Quindi migliaia di anni di progressi e di presunta civiltà per arrivare a questo?!
A tornare ancora una volta agli atteggiamenti di intolleranza e di cattiveria del passato che tanto dolore e morti hanno arrecato all’insieme dell’umanità?
Pensiamo davvero che costruire la pace consista nell’additare soltanto alcuni popoli (e non altri) costretti a subire le angherie del despota di turno (e anche l’Occidente ne ha più di uno in questo momento), andare alle manifestazioni con una bandierina o esponendo degli slogan ammuffiti, istituire una giornata della pace, realizzare un parco a suo nome, dipingere panchine con i suoi colori o lavarsi la coscienza mandando denaro, indumenti, viveri o medicinali a talune popolazioni in guerra e non ad altre?!
Beh…se pensiamo tutto questo allora significa che non abbiamo capito un accidente su come si possano costruire le basi di una pace autentica, credibile e duratura.
Quante scuole e/o entità educative ci sono nel nostro tanto progredito Occidente che insegnano ai bambini i valori che costituiscono i pilastri della pace?
Quante educano alla tolleranza, all’accoglienza, alla solidarietà e all’amore e rispetto verso il prossimo e il mondo in cui viviamo?
Quante forniscono una conoscenza genuina e priva di pregiudizi delle diversità religiose, culturali, sessuali e sociali che contraddistinguono i vari popoli ed etnie che costituiscono il genere umano?
Le risposte a queste domande sono probabilmente vicine allo zero o poco più.
Questa è una triste realtà perché questo ammasso impressionante di ignoranza costituisce la colonna portante della paura che alimenta ogni regime politico, il quale poi la usa per fomentare e generare violenze e sopraffazione tali da giustificare il presunto inevitabile ricorso alla forza che è rappresentato dalla guerra.

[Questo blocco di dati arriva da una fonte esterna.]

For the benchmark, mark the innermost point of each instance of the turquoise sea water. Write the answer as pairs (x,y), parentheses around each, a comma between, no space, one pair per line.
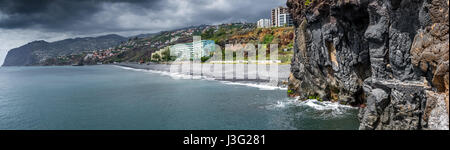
(112,97)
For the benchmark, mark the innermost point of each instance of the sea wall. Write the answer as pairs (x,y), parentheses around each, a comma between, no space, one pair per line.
(389,57)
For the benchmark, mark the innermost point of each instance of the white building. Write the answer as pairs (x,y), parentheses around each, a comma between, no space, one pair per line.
(284,20)
(263,23)
(280,16)
(194,50)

Mi si dirà che sono belle riflessioni le mie ma non certo in grado di scalfire nemmeno minimamente l’esistente.
Rispondo che è vero, aggiungendo però da una parte che sarebbe comunque il caso di cominciare a farci tutti promotori di pace e a rivendicare tale percorso all’interno dei plessi scolastici e delle strutture educative o quanto meno partire da momenti extrascolastici in grado, comunque, di attuarli con l’appoggio ed il sostegno concreto e diretto di tutte le entità locali.

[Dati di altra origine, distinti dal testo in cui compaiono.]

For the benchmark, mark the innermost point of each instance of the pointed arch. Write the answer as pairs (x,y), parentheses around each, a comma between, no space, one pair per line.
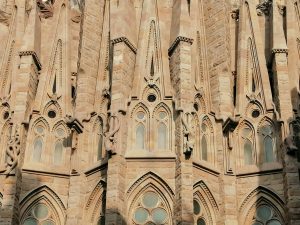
(46,196)
(260,196)
(207,147)
(207,202)
(53,106)
(267,140)
(153,185)
(141,127)
(95,202)
(98,138)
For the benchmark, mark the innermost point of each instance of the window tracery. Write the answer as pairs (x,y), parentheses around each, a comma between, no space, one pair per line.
(267,142)
(199,213)
(40,214)
(150,209)
(38,144)
(162,130)
(98,139)
(247,142)
(58,156)
(265,215)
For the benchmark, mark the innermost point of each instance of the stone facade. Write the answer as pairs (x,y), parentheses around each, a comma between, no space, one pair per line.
(149,112)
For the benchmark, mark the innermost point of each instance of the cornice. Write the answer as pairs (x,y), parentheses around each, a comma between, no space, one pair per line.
(177,41)
(35,57)
(126,41)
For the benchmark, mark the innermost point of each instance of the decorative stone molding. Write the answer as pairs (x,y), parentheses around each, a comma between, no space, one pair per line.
(177,41)
(35,58)
(4,17)
(280,50)
(263,8)
(235,14)
(46,8)
(126,41)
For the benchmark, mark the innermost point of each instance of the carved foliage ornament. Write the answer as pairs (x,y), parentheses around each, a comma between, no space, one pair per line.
(46,8)
(263,8)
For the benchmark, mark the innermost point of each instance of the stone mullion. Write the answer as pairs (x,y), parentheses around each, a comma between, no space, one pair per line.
(180,63)
(122,72)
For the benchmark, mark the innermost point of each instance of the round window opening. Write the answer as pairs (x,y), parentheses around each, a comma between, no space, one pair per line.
(255,113)
(151,98)
(52,114)
(5,115)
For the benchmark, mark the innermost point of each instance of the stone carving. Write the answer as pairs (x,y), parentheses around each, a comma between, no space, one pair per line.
(75,10)
(263,8)
(13,151)
(46,8)
(188,134)
(110,136)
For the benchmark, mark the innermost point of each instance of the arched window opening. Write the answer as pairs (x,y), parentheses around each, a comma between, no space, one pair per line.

Dall’altra, sarebbe utile cominciare ad “assediare” tutte le sedi governative e diplomatiche coinvolte, spingendole a trovare una soluzione pacifica al conflitto attualmente in atto.

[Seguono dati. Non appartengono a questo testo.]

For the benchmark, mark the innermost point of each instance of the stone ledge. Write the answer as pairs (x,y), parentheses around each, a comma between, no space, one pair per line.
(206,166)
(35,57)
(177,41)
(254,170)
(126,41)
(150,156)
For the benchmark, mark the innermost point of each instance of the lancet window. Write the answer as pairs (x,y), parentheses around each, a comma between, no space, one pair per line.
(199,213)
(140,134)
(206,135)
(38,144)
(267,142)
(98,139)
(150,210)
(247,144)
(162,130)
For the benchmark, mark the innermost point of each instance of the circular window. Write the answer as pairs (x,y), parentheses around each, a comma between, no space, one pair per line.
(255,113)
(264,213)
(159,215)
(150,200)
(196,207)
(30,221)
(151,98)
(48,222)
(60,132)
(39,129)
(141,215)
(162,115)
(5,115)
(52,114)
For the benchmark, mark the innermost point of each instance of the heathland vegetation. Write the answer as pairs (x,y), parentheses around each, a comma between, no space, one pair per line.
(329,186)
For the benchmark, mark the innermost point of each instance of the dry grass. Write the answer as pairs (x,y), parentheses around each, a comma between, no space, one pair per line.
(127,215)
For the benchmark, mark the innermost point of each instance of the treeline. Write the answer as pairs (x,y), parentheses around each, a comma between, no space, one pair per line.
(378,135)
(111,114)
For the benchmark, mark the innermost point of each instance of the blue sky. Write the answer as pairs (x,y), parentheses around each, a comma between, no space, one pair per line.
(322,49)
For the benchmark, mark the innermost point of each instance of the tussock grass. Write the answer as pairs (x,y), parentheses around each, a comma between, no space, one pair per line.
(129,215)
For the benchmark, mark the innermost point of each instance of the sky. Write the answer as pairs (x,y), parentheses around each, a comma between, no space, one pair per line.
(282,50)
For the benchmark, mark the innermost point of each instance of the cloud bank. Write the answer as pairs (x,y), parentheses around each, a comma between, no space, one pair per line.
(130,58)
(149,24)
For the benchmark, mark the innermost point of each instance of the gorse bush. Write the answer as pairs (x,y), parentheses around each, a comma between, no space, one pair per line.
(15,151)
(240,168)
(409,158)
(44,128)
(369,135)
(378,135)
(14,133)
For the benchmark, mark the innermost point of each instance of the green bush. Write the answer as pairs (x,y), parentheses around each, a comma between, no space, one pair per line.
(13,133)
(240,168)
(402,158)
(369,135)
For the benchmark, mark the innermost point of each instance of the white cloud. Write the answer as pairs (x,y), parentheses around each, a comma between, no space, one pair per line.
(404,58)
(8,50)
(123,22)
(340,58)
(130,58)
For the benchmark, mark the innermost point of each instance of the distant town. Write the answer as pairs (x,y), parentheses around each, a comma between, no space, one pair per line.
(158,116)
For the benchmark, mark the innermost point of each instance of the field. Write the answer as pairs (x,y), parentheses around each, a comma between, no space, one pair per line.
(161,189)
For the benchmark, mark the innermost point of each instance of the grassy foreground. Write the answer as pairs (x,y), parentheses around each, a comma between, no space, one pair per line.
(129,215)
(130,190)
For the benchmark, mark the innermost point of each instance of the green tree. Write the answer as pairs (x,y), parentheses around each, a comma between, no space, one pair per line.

E non da ultima, mandare brigate internazionali di pace sul territorio ucraino non soltanto per andare in soccorso delle popolazioni civili ma anche per opporsi con la sola presenza fisica e regalando semmai fiori ai combattenti sia ucraini che russi onde cercare di far loro capire quanto sia assurdo proseguire come hanno fatto finora.
Impossibile?
Assolutamente no!
La popolazione russa del Donbass lo ha fatto l’altro giorno nei confronti di blindati ucraini che di fronte alla resistenza pacifica di quella popolazione ha preferito fare dietrofront.
E l’esercito russo da parte sua non ha sparato un solo colpo.
Con questo tipo di azioni si costruisce la pace.